Amy gleed loudly, "You should have Thanksgiving with Reiz and I! Thanksgiving's just in two days, I'll prolly do my shopping later today. You can come if you want." She clapped her hands together.

Jayo grinned. "Is it that near? Well - I should probably check in with the family, but if they're not doing, then that would be great - I'm always up for a party," he told her, accepting spending a special occasion with a complete stranger with total ease.

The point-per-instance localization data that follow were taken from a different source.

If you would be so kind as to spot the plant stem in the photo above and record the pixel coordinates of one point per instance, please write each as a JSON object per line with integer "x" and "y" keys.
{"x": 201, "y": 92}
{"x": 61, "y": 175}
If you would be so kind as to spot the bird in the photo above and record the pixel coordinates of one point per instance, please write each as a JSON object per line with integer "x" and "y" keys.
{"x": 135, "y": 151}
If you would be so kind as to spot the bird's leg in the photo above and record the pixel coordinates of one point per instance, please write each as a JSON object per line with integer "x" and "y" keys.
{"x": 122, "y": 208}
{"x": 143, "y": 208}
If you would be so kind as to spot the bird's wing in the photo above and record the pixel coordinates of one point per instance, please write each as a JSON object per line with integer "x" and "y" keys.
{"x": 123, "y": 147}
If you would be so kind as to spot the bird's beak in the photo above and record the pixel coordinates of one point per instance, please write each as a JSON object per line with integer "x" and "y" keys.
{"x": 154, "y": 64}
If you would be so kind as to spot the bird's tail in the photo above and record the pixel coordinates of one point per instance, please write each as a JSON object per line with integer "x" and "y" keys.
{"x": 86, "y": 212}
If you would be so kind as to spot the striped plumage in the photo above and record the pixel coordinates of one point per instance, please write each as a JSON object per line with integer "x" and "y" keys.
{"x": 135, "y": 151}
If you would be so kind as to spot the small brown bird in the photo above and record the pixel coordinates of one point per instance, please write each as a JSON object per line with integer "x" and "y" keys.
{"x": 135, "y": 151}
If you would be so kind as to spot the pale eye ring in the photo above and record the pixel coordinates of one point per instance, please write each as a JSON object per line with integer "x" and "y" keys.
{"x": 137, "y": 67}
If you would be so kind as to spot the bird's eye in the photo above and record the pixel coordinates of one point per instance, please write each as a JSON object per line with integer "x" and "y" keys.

Amy grinned she loved making new friends, "If you can it would be awesome! I love having people over to dinner. I don't know how crazy our party will be, its just the two of us, Reiz and I, but there'll be all the good stuff, turkey and chicken and meatloaf and ham and sweet potatoes and pie and regular potatoes and all sorts of other good stuff. And if you're coming too I suppose I can take requests."

Jayo held up his hands. "Well first off, no turkey for me, I'm a vegetarian," he told her, backing away from that right away. "But aside from that, cool - if I don't end up at my family's I might check in," he told her, making no promises. Jayo didn't like to be tied down to feeling obligated to be somewhere. He didn't make promises, or appointments. That would fetter him too much.

Trying to hide her disappointment, after all he had given her a present and that was plenty nice enough, Amy nodded and curled her toes in tighter together. "I'll keep a plate open for you, like Passover," her roommate in college had been Jewish, or still was Jewish, whatever the conjugation she made some wicked challah. She giggled, "I'll make sure there's plenty of veggie type stuff."

"Cool - well, we'll see which way the wind blows," Jayo said with a smile. "Thank you for the muffins, Amy, and tell your friend they're pretty good," he added.

"Not at all! It was great talking to you," she made an over her shoulder motion with her thumb toward the Lamplighter. "I should prolly head back and man the desk again. Um, enjoy your rest then." She cheerfully let herself be let out and slipped her rain boots on before crunching pleasantly back to the motel lobby, if it could be called that. She loved making friends.